In the hands of Jabouille the RS01 failed to finish every race in 1977 and barely made it to the finish line in all but one race in 1978 (Jabouille scoring the first points for a turbocharged car with a fourth place in the US grand prix).

The RS01 raced until the 1979 Belgian Grand Prix before Renault retired the real-world test mule and rolled out its successor, the RE10, at the following race in Monaco.

Jabouille won easily, a first win for himself, for Renault and for turbocharging. It was an historic victory, overshadowed somewhat by the epic battle for second between Gilles Villeneuve and Rene Arnoux (YouTube ‘Villeneuve Arnoux Dijon’ if you haven’t seen it).

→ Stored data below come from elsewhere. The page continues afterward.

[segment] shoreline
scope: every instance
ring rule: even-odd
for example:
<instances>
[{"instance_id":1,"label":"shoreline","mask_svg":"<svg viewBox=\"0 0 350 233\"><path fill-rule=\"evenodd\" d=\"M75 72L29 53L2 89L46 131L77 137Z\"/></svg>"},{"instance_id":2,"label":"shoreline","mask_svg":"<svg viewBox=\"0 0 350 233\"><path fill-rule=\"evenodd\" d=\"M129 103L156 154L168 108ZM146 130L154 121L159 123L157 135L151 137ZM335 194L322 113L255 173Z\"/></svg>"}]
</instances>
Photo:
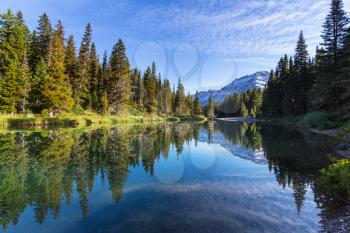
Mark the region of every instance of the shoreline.
<instances>
[{"instance_id":1,"label":"shoreline","mask_svg":"<svg viewBox=\"0 0 350 233\"><path fill-rule=\"evenodd\" d=\"M56 117L32 115L0 115L0 128L48 128L48 127L86 127L91 125L149 124L165 122L204 122L203 116L133 116L98 114L62 114Z\"/></svg>"}]
</instances>

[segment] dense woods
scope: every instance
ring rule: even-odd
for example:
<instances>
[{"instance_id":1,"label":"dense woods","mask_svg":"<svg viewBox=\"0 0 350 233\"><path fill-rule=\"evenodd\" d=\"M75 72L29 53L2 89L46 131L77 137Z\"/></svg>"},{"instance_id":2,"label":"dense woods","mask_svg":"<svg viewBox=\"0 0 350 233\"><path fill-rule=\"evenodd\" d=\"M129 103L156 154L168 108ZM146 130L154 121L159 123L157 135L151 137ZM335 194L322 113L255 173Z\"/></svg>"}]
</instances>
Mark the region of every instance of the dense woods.
<instances>
[{"instance_id":1,"label":"dense woods","mask_svg":"<svg viewBox=\"0 0 350 233\"><path fill-rule=\"evenodd\" d=\"M32 32L21 12L0 14L0 111L201 114L198 99L185 93L180 79L172 90L154 62L145 72L131 68L121 39L100 61L92 32L88 23L77 50L62 22L52 26L45 13Z\"/></svg>"},{"instance_id":2,"label":"dense woods","mask_svg":"<svg viewBox=\"0 0 350 233\"><path fill-rule=\"evenodd\" d=\"M295 54L279 60L266 89L226 97L217 108L219 114L282 118L336 112L349 116L350 28L343 8L342 0L332 0L315 57L309 55L301 31Z\"/></svg>"},{"instance_id":3,"label":"dense woods","mask_svg":"<svg viewBox=\"0 0 350 233\"><path fill-rule=\"evenodd\" d=\"M323 24L323 42L310 57L300 33L292 57L272 70L263 96L263 114L288 117L325 111L347 114L350 103L350 29L342 0L332 0Z\"/></svg>"}]
</instances>

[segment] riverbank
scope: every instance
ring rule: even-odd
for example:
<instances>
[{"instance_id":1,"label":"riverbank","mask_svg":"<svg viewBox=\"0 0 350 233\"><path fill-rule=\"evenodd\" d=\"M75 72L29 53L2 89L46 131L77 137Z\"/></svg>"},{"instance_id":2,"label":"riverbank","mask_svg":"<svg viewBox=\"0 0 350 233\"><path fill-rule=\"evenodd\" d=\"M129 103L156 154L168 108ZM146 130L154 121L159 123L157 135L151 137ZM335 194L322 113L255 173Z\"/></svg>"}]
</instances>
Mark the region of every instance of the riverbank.
<instances>
[{"instance_id":1,"label":"riverbank","mask_svg":"<svg viewBox=\"0 0 350 233\"><path fill-rule=\"evenodd\" d=\"M98 114L61 114L55 117L42 117L34 115L0 115L1 128L26 127L77 127L90 125L116 125L116 124L142 124L181 121L206 121L204 116L158 116L158 115L98 115Z\"/></svg>"}]
</instances>

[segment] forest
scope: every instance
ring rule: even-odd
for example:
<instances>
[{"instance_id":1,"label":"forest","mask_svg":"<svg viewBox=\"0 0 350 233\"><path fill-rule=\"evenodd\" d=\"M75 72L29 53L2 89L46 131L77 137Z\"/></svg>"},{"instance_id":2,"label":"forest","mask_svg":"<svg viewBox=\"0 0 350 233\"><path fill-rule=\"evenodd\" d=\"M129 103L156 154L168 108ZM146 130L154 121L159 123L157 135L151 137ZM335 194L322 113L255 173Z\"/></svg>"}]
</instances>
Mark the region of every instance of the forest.
<instances>
[{"instance_id":1,"label":"forest","mask_svg":"<svg viewBox=\"0 0 350 233\"><path fill-rule=\"evenodd\" d=\"M306 115L346 121L350 112L350 28L342 0L331 1L321 37L323 42L312 57L301 31L295 54L279 60L264 91L228 96L218 112L267 119Z\"/></svg>"},{"instance_id":2,"label":"forest","mask_svg":"<svg viewBox=\"0 0 350 233\"><path fill-rule=\"evenodd\" d=\"M200 115L199 100L185 93L179 79L157 74L153 62L145 72L131 68L119 39L100 57L86 25L79 50L63 23L53 27L42 14L30 31L22 12L0 14L0 112L55 116L62 112L112 115Z\"/></svg>"}]
</instances>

The Glory Years Following Renault’s success, it didn’t take long for the world’s major car manufacturers to come knocking on F1’s door. In quick succession, Porsche, BMW and Honda all entered the fray as engine suppliers while Ferrari too knew it had no option but to ditch its beloved V12 in favour of race-winning turbo tech.

Keke Rosberg won the title in his Cosworth-powered Williams, but he only won one race and was helped, in part at least, by turbo unreliability (those fiery detonations continued unabated) and the tragic (separate) accidents that claimed Gilles Villeneuve’s life and ended Ferrari teammate Didier Pironi’s career. Until then, Ferrari had been on track to claim the first world championship for a turbo car.


But behind closed doors, McLaren’s wily boss Ron Dennis was wooing Honda and when 1988 rolled around, a potent partnership – McLaren, Honda, Ayrton Senna and Alain Prost – executed a near-perfect season, the team winning 15 of that year’s 16 grands prix. It was as near to perfection as any team has come in F1 but it was also turbocharging’s swansong.